Neely concluded with a warning to students to "PLEASE PLEASE keep these unintended consequences in mind when you choose to speak Chinese in the building," and urged the students to "commit to using English 100% of the time when you are in Hock (Hock Plaza, a property at the campus) or any other professional setting."
The email was circulated on social media, where a second, similar note from Neely, from early 2018, also made the rounds.
The response was swift, with the Dean of Duke's School of Medicine, Mary E. Klotman, sending an email of her own, apologizing for Neely's email, and clarifying that there is no requirement to speak a specific language on campus.

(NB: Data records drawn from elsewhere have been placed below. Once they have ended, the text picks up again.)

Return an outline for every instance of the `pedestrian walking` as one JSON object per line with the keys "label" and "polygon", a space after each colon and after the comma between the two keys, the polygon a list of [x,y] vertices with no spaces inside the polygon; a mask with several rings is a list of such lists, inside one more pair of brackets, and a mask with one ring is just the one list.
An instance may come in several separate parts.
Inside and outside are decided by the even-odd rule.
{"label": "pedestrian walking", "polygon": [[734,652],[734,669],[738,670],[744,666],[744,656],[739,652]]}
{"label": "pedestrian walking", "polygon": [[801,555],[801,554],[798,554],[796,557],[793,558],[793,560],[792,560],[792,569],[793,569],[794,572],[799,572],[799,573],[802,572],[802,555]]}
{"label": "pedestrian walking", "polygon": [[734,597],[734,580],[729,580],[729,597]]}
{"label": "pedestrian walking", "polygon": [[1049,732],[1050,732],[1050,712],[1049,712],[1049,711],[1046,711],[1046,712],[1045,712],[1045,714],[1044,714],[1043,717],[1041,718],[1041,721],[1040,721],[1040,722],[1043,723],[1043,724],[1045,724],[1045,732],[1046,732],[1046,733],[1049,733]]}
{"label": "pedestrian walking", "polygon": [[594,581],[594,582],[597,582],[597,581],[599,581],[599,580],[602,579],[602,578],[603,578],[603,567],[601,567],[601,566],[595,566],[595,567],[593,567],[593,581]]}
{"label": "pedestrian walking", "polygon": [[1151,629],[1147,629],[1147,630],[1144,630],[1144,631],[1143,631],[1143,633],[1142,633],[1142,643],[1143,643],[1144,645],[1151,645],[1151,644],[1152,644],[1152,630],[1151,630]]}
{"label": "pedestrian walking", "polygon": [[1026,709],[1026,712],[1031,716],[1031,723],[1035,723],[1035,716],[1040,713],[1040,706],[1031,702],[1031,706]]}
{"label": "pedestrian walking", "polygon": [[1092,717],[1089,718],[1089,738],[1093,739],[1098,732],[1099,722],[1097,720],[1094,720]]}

Update: Here's the letter from Mary E. Klotman, Dean of School of Medicine. "I have asked the university’s Office of Institutional Equity (OIE) to conduct a thorough review of the Master’s of Biostatistics Program..."pic.twitter.com/Z8JksiJywU
— (@siruihua) January 27, 2019
"To be clear: there is absolutely no restriction or limitation on the language you use to converse or communicate with each other. Your career opportunities and recommendations will not in any way be influenced by the language you use outside the classroom. And your privacy will always be protected," said Klotman.
Klotman also added, "Dr. Neely has asked to step down as director of graduate studies for the master’s program effective immediately and will be replaced by an interim DGS to be named shortly."
While she has been removed from the directorship, she is still an assistant professor. A full review of the School of Medicine program is underway according to the Duke Chronicle.